The set is (mostly) built. Parts are painted. Light plot done. Color and templates are about to be ordered. So now comes the props.
I don’t like props. I have never liked props. Props were always a frustrating afterthought. Props are the things the actors hold in their hands during a play. Closely related (and just about as disliked) is set dressing. Set dressing is the stuff on stage that isn’t really set, that the actors could hold in their hands, but don’t.
My dislike of Props and Set Dressing are a big part of what I love about lighting design. Lighting design also has lots of fidley detaily stuff– but it is fidely detaily stuff I actually like.
Finding props and set dressing is often a matter for driving from store to store to store (often thrift stores since most shows want stuff that looks used and budgets require stuff that is cheap). You never know what you will find, and I’m always afraid to buy something in case I see better at the next place.
One never know what one will get, or what one will be able to find. Often a designer (or director) has an image of the perfect “whatever” in mind and nothing else will do, even if the perfect “whatever” doesn’t exist.

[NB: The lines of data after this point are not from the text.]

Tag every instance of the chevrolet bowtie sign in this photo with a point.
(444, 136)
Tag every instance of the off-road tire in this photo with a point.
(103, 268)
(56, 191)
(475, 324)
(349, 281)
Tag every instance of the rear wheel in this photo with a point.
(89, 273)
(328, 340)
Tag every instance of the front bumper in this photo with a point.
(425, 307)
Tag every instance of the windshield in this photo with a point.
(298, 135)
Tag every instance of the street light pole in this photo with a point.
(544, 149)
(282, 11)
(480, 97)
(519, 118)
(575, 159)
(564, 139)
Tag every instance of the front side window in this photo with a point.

I also dislike lots of props and set dressing because of what it does to many actors. Lots of set dressing provides lots of visual interest in which it is easy to loose actors. In film and television, where the director can control how much set is in shot at any moment, and what if any is in focus, can handle lots of set dressing. In theatre, we have to work hard to make sure that what is there is either really important, or muted enough to not overpower the scene. I’ve tinted 100s of books blue for a show, so that they would fit in better with the overall scene and not over power it. Books aren’t blue — certainly not a whole wall of them. BUT the set designer had to have them because it was plot. And they had to be blue, or else the audience would spend time looking at the books and not the actors.
Props cause many actors problems, but actors (and many directors) love props. “I need business,” the actor says. Business is the stuff actors do while saying lines: setting the table, winding their watch, packing a suitcase. It certainly is true that humans very often multitask: talk to someone while performing another activity, and it would be completely unrealistic if actors on stage didn’t do the same. The problem the props cause the actors is that playwrights rarely work out how long it takes to set a table, pack a suitcase, or drink a beer. In fact, the playwrights are usually (rightly) more concerned with the dialogue the actor’s are spitting out. So props create the problem of “We need to drink 2 beers on stage per night in this 8 minute scene” So the prop department makes fake beer, in cans as needed. The poor actors now have to drink all that liquid (and run to the john as soon as they are off stage).
The truth is, there isn’t a solution. Props are needed. Actors have to work with them. They are still a huge pain in my rump. Some designers and artisans thrive on the prop and set dressing challenges. I salute those folks. They aren’t me. To my mind, any play with more props than Our Town, has too many props. And even Our Town might be able to be done with less.